En el verde jardín
de su placentero Edén, Amalia tomaba el sol en las mañanas veraniegas en su
cómoda hamaca cuidando su piel tersa y fuliginosa con cremas solares de la
prestigiosa firma de Helena Rubinstein. En su paraíso privado Amalia compartía
con su perro Cobi un Labrador retrevier, la excelencia de la brevedad de
acaloradas mañanas. En la mesa al lado de la hamaca una coctelera enfriaba el
champan francés Dom Perignom que degustaba -solía decir- el oro líquido de sus
caprichos.
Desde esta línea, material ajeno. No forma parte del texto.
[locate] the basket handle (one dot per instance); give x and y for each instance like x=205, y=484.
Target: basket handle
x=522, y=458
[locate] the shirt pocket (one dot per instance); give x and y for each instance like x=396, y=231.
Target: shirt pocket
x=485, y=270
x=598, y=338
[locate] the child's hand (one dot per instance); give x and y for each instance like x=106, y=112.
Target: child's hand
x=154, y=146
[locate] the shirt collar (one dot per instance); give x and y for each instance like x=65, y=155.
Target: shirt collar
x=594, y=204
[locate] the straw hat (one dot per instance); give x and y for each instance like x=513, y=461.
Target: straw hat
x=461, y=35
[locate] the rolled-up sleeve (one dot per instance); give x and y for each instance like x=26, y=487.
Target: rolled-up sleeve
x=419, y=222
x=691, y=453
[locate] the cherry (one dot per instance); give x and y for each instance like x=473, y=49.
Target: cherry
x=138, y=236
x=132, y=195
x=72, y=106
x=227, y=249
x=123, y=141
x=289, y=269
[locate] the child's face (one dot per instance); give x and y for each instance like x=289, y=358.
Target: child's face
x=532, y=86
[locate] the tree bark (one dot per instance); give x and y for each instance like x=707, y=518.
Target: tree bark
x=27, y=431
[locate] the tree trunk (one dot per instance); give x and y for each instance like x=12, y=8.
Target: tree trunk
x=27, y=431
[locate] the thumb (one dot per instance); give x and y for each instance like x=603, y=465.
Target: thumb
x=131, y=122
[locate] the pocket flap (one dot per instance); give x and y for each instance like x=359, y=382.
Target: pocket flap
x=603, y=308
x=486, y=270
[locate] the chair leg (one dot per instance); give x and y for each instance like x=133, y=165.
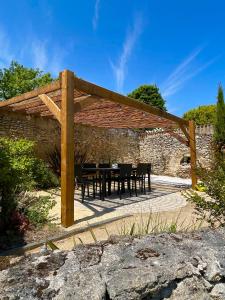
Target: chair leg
x=144, y=185
x=129, y=186
x=135, y=186
x=82, y=192
x=93, y=189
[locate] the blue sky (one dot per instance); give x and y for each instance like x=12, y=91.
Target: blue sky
x=178, y=45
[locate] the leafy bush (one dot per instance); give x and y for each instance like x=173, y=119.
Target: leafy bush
x=149, y=94
x=211, y=204
x=202, y=115
x=36, y=209
x=20, y=171
x=30, y=172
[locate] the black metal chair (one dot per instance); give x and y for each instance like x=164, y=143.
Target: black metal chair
x=124, y=176
x=104, y=165
x=84, y=181
x=139, y=177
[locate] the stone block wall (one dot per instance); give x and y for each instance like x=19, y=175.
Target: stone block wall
x=165, y=152
x=45, y=132
x=168, y=155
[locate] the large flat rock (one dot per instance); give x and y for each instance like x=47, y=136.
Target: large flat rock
x=165, y=266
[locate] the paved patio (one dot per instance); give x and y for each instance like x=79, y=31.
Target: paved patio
x=165, y=196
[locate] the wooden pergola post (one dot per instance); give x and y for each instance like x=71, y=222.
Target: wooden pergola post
x=67, y=148
x=192, y=145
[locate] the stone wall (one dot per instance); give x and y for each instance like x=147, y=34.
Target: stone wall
x=165, y=152
x=168, y=155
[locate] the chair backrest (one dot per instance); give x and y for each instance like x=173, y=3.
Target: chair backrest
x=104, y=165
x=142, y=169
x=78, y=172
x=89, y=165
x=125, y=170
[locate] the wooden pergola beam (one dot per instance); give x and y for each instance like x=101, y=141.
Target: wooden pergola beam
x=54, y=109
x=192, y=145
x=55, y=85
x=67, y=149
x=85, y=101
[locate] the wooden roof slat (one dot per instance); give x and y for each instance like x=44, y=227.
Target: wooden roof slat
x=93, y=89
x=95, y=106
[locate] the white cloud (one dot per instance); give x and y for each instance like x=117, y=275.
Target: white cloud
x=96, y=14
x=183, y=72
x=6, y=54
x=42, y=54
x=39, y=53
x=119, y=69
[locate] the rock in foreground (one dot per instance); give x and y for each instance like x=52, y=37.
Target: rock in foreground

Exquisita en sus gustos dedicaba el tiempo de las tardes a la
lectura de filósofos franceses Voltaire, Diderot y especialmente René
Descartes. Aunque su verdadera pasión era la Historia de Egipto de la que
hablaba con exaltación de las pirámides de Guiza, La Gran Esfinge, las tumbas
del Valle de los Reyes y el Templo de Karnak. Si asombraba por su belleza,
fascinaba por sus estudios y conocimientos. De la vida política era
tremendamente moderada y solo a los más próximos hablaba de su admiración por
Chales de Gaulle. Al marcharme de su villa volví la mirada atrás y por un
momento pensé que en su dorada cárcel el olimpo estaba fuera de ella.